The question isn't who is going to let me; it's who is going to stop me. --Ayn Rand

21.10.07

Drew versus China

I am sitting at the airport getting ready to head to Shanghai for four days to participate in software training for Fair Isaac. I hope to socialize every night and meet the weekday Shanghai drunks. It should be fabulous.

But recently my days haven't all been kittens and rainbows. The last week has been fairly horrible. Work has been stressful, but that is not really what put me on edge. After work I would get home between 6 and 8pm and just want to hide away in bed. I would close my door and around 9pm just go to sleep while my roommates wondered what happened to me. Each night I realized more and more that besides TB, I don't have any close friends here. Only one person I can rely on to see during the week.

On Friday, when I arrived at work, I discovered that my work visa application was rejected. I nearly screamed. My whole trip to HongKong that I had planned needed to be rescheduled. Plus, I don't have too long to leave the country before my current visa expires.
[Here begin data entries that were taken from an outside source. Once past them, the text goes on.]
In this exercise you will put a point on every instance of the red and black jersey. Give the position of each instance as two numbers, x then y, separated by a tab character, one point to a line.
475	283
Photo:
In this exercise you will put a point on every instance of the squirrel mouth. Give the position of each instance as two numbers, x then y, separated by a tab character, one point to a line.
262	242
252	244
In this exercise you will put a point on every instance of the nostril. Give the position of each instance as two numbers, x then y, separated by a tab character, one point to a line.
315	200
Around 3pm I had calmed down a bit. We found a new agent, and I think everything should proceed smoothly. I left work at 5pm still frazzled and hid in starbucks with my computer for the next two and a half hours. When I emerged I felt satisfied and refreshed. I forgot just how much I coffee shops mean to my future. It's an integral part of my future dream.

That is to say, one of my requirements for a future home is that I can find a cafe/shop/kiosk where I can escape and relax for hours a day. Me sitting in a small cafe with a computer sipping moca for three hours a day is pretty important for my future health.

Speaking of health, I joined a gym recently. It was extremely expesive, but in the end worth it. Good facilities, nice atmosphere, few people but they are all cute. I will try to go every day.